Ercan Yıldırım, internet sitesinde Türkiye’deki düşünce hareketleri, İslâmcılık ve kültür politikaları etrafında yaptığı araştırmalarını siyasi olaylar ve dünya sistemi merkezli analiz ve yorumlarıyla devam ettiriyor. Aktüel olanın içinden yol alan yazılarının özü itibariyle politik bilince katkı yapan değerlendirmelerden oluştuğu söylenebilir. Ülkemiz dünya ekonomi-politiğin merkezindeki bir coğrafyada yer aldığından siyasi gelişmelere kayıtsız kalmamız mümkün görünmemektedir. Türkiye’de ve dünyada yaşanan değişim/dönüşümleri bilinçle okumak, doğru hareket etmek, varoluşumuzu bugüne taşımak bulunduğumuz yeri sağlamlaştıracaktır. Yıldırım’ın metinleri meselelere çok yönlü bakmamıza imkân sağlaması, yeni tartışma başlıkları açması ve İslâm merkezli bir kolektif iradeye omuz vermesi açısından kıymetli bir çaba olarak görülmelidir.
—————————
[1] Ercan Yıldırım, Mümkün Kâmil Devlet Çağdaş Bir Siyasetnamede İdeal Siyasal Alan, Pınar Yayınları, İstanbul, 2024.
[2] Ercan Yıldırım, Hilafet ve İmparatorluk Ekseninde Türkiye Merkezli Düşünmek, Pınar Yayınları, İstanbul, 2025.
[3] Ercan Yıldırım, “İslâmsız Vatanperverlik, İdealize Edilen Müslümanlık”, Star Açık Görüş, 18 Temmuz 2025.
[4] Ercan Yıldırım, “Köşeli Türk”, 16 Eylül 2024, https://ercanyldrm.com/koseli-turk/
[5] Ercan Yıldırım, “Suriye Meselesine Nasıl Bakmalı?”, 19 Aralık 2024, https://ercanyldrm.com/suriye-meselesine-nasil-bakmali/
[6] Ercan Yıldırım, “Suriye’de Yapılması Gerekenler”, Star Açık Görüş, 23 Eylül 2025.
[7] Bu konuda bk. Emine Gürsoy Naskali, der. Hutbe Kitabı, Kitabevi Yayınları, İstanbul, 2017.

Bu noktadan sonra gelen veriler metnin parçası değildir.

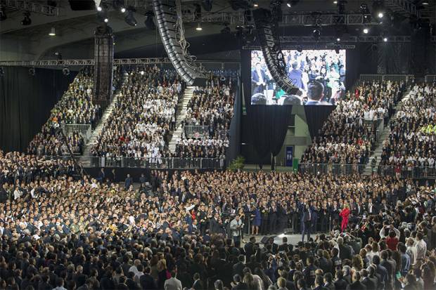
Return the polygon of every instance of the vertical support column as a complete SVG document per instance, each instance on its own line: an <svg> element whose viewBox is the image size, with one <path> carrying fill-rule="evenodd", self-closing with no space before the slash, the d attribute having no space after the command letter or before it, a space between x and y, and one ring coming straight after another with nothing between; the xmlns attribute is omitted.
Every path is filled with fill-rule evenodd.
<svg viewBox="0 0 436 290"><path fill-rule="evenodd" d="M93 103L103 108L112 100L113 41L112 28L109 26L99 26L96 29Z"/></svg>

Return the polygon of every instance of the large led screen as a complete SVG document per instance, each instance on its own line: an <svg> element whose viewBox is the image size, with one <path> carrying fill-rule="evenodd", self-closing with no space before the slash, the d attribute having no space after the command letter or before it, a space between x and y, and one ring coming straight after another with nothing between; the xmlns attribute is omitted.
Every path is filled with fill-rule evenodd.
<svg viewBox="0 0 436 290"><path fill-rule="evenodd" d="M252 105L334 105L345 93L345 50L283 51L286 72L298 93L276 84L261 51L251 52Z"/></svg>

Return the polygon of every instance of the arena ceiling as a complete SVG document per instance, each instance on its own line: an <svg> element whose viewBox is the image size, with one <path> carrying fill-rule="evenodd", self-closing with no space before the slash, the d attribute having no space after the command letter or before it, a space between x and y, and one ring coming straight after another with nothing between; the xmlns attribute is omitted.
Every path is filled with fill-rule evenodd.
<svg viewBox="0 0 436 290"><path fill-rule="evenodd" d="M134 16L138 22L138 25L132 27L124 21L124 14L121 13L119 11L113 9L111 3L112 1L104 0L108 4L108 18L109 19L108 24L113 28L115 34L115 52L117 53L122 53L128 51L139 51L144 48L154 47L158 49L158 44L160 43L159 35L155 30L150 30L146 27L144 20L146 19L145 13L148 11L151 10L151 3L149 1L143 0L122 0L124 1L126 6L133 6L136 9ZM289 3L291 8L287 6L287 1L282 1L282 11L284 14L301 14L309 13L313 12L319 12L321 13L335 13L338 12L337 5L334 4L334 0L293 0ZM417 13L423 19L426 19L432 23L436 21L436 0L385 0L385 3L389 2L389 5L395 5L395 7L404 6L406 3L409 6L412 6L417 9ZM6 19L0 22L0 41L6 43L7 41L13 40L15 41L20 41L25 44L25 49L27 49L29 55L34 55L34 58L49 58L52 55L53 51L58 49L76 48L75 53L72 53L71 57L75 58L80 58L80 55L83 55L84 58L89 58L92 53L94 32L98 25L101 24L101 20L97 17L98 12L96 10L90 11L72 11L70 8L68 0L58 1L43 1L43 0L29 0L27 2L37 3L40 4L47 4L51 2L51 4L56 3L57 11L56 15L46 15L42 13L31 13L30 18L32 23L27 26L23 26L21 21L23 19L23 9L17 10L11 8L14 4L18 4L23 1L20 0L0 0L0 3L3 4L5 8ZM189 38L195 37L200 40L198 42L204 45L205 42L210 42L212 39L207 36L220 34L221 30L225 27L224 20L218 20L214 22L202 22L201 25L203 30L199 32L195 28L198 25L198 20L194 20L193 13L197 4L200 1L184 1L182 0L183 9L186 15L193 15L191 20L185 22L185 29L186 37ZM210 12L206 12L202 8L202 18L207 15L217 15L225 13L235 13L235 11L232 9L229 0L213 0L212 9ZM254 3L254 2L252 2ZM255 2L259 7L268 8L269 1L259 0ZM354 11L359 13L360 6L362 3L366 3L370 10L372 7L372 1L365 0L347 0L345 4L345 11L350 13ZM396 15L402 18L404 22L409 21L410 13L405 9L395 9L393 12ZM243 10L240 11L243 13ZM223 18L224 19L224 18ZM227 26L234 31L235 27L239 23L227 23ZM54 28L56 36L51 37L49 35L51 29ZM295 29L290 33L293 32L304 32L304 29ZM204 37L201 40L202 37ZM1 51L1 44L0 42L0 51ZM216 43L213 44L214 46ZM226 48L226 46L234 44L226 43L222 46ZM215 47L216 48L216 47ZM77 50L78 48L78 50ZM71 51L71 49L70 50ZM69 55L64 55L65 58ZM146 55L143 55L146 56ZM0 55L1 60L7 60Z"/></svg>

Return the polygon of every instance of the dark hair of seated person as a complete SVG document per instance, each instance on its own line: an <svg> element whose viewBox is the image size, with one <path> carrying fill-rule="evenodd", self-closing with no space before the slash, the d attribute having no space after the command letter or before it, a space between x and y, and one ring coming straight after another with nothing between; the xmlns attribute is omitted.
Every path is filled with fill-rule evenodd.
<svg viewBox="0 0 436 290"><path fill-rule="evenodd" d="M267 98L262 93L256 93L251 96L251 105L267 105Z"/></svg>

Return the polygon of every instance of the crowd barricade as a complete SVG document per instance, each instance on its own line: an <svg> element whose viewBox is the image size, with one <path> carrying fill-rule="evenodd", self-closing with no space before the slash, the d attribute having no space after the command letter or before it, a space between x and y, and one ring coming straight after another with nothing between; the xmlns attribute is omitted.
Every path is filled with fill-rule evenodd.
<svg viewBox="0 0 436 290"><path fill-rule="evenodd" d="M300 163L298 171L302 174L354 175L362 174L365 164Z"/></svg>
<svg viewBox="0 0 436 290"><path fill-rule="evenodd" d="M209 126L185 125L184 128L187 138L207 139L209 137Z"/></svg>
<svg viewBox="0 0 436 290"><path fill-rule="evenodd" d="M424 77L424 81L426 83L436 82L436 74L427 74Z"/></svg>
<svg viewBox="0 0 436 290"><path fill-rule="evenodd" d="M164 169L223 169L224 159L191 157L89 157L93 167L122 167ZM83 157L82 158L83 160Z"/></svg>
<svg viewBox="0 0 436 290"><path fill-rule="evenodd" d="M77 132L83 137L85 143L89 140L92 133L91 126L89 124L62 124L60 127L66 136L71 136L74 132Z"/></svg>
<svg viewBox="0 0 436 290"><path fill-rule="evenodd" d="M361 74L359 80L360 81L406 81L408 82L414 79L413 74Z"/></svg>
<svg viewBox="0 0 436 290"><path fill-rule="evenodd" d="M436 178L436 168L428 166L395 166L380 165L377 173L382 176L397 178L434 179Z"/></svg>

[8] 27 Haziran 2025 tarihindeki “Kamu Hakkı Dokunulmazdır” başlıklı hutbe epey ilgi görmüştü. Esasen bunun öncesi de bulunmaktadır. Mesela Diyanet İşleri Başkanlığı 27 Mart 2015’te “Kamu Hakkı” başlıklı bir hutbe okutmuştu. Burada kamu malının emanet olduğu dolayısıyla emanete ihanetin kişiyi hem bu dünyada hem ahirette ağır bir vebal altına sokacağı ifade edilmişti. Hutbelerin aktüel konulara yaklaşımı için bk. Emine Gürsoy Naskali, “Cuma Hutbeleri ve Toplumun Talepleri”, Emine Gürsoy Naskali, der. Hutbe Kitabı, s. 343-356.
[9] Ercan Yıldırım, “Hutbe, Vaaz, İrşad Dili Üzerine Teklif-Tenkit-İnşa”, 26 Şubat 2025, https://ercanyldrm.com/hutbe-vaaz-irsad-dili-uzerine-teklif-tenkit-insa/
[10]Ercan Yıldırım, “Diyanet’in, Devletin, Müslümanların Misyonu-Meşruiyeti-Vazifesi ve Hutbeler”, Star Açık Görüş, 12 Ağustos 2025.